La broma televisiva de 1977 que aún alimenta teorías conspiranoicas sobre marte y élites

Fuentes: ‘Wow, it really worked!’: the 70s TV show that’s causing worldwide panic – 50 years later

En 1977, la cadena británica Anglia Television emitió 'Alternative 3', un falso documental guionizado por David Ambrose que simulaba una investigación periodística sobre científicos desaparecidos. El programa afirmaba que Estados Unidos y la Unión Soviética colaboraban en secreto para construir una colonia en Marte destinada a la élite, ante un inminente cambio climático. Aunque los créditos finales y la fecha original del 1 de abril delataban la ficción, miles de espectadores la tomaron por cierta. La producción contó con el presentador Tim Brinton —posterior diputado conservador—, música de Brian Eno y diseño de producción de Terry Ackland-Snow, colaborador de Stanley Kubrick en '2001: Una odisea del espacio'.

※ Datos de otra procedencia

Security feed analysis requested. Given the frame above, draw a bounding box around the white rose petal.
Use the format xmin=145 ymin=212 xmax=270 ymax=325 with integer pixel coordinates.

Casi cinco décadas después, la historia reaparece con fuerza: en marzo de 2026, el tabloide Daily Mail difundió la teoría de que científicos estadounidenses vinculados a la industria aeroespacial y nuclear están muriendo o desapareciendo en circunstancias sospechosas. Un grupo de congresistas estadounidenses y la administración Trump han exigido una investigación, mientras el fenómeno se difunde en Substack y YouTube. El debunker Mick West demostró que el número de científicos muertos o desaparecidos (22 meses) es estadísticamente normal: con 700.000 profesionales en ese ámbito, se esperarían unas 4.000 muertes naturales.

El artículo explica cómo la semilla plantada por Ambrose se enquistó en la cultura conspiranoica. El libro derivado de 1978, escrito por Leslie Watkins, añadió elementos como la CIA y el control mental. Milton William Cooper incluyó 'Alternative 3' en su obra 'Behold a Pale Horse' (1991), influyendo en Alex Jones, la serie 'Expediente X' y el rapero Nas, que lo citó en 'Testify' (2008). El propio Ambrose, entrevistado para el reportaje, recuerda con ironía que un hombre viajó desde California para preguntarle si era real: 'No, lo inventé todo', le respondió. 'La verdad es que: ¡Vaya, funcionó de verdad!', concluye.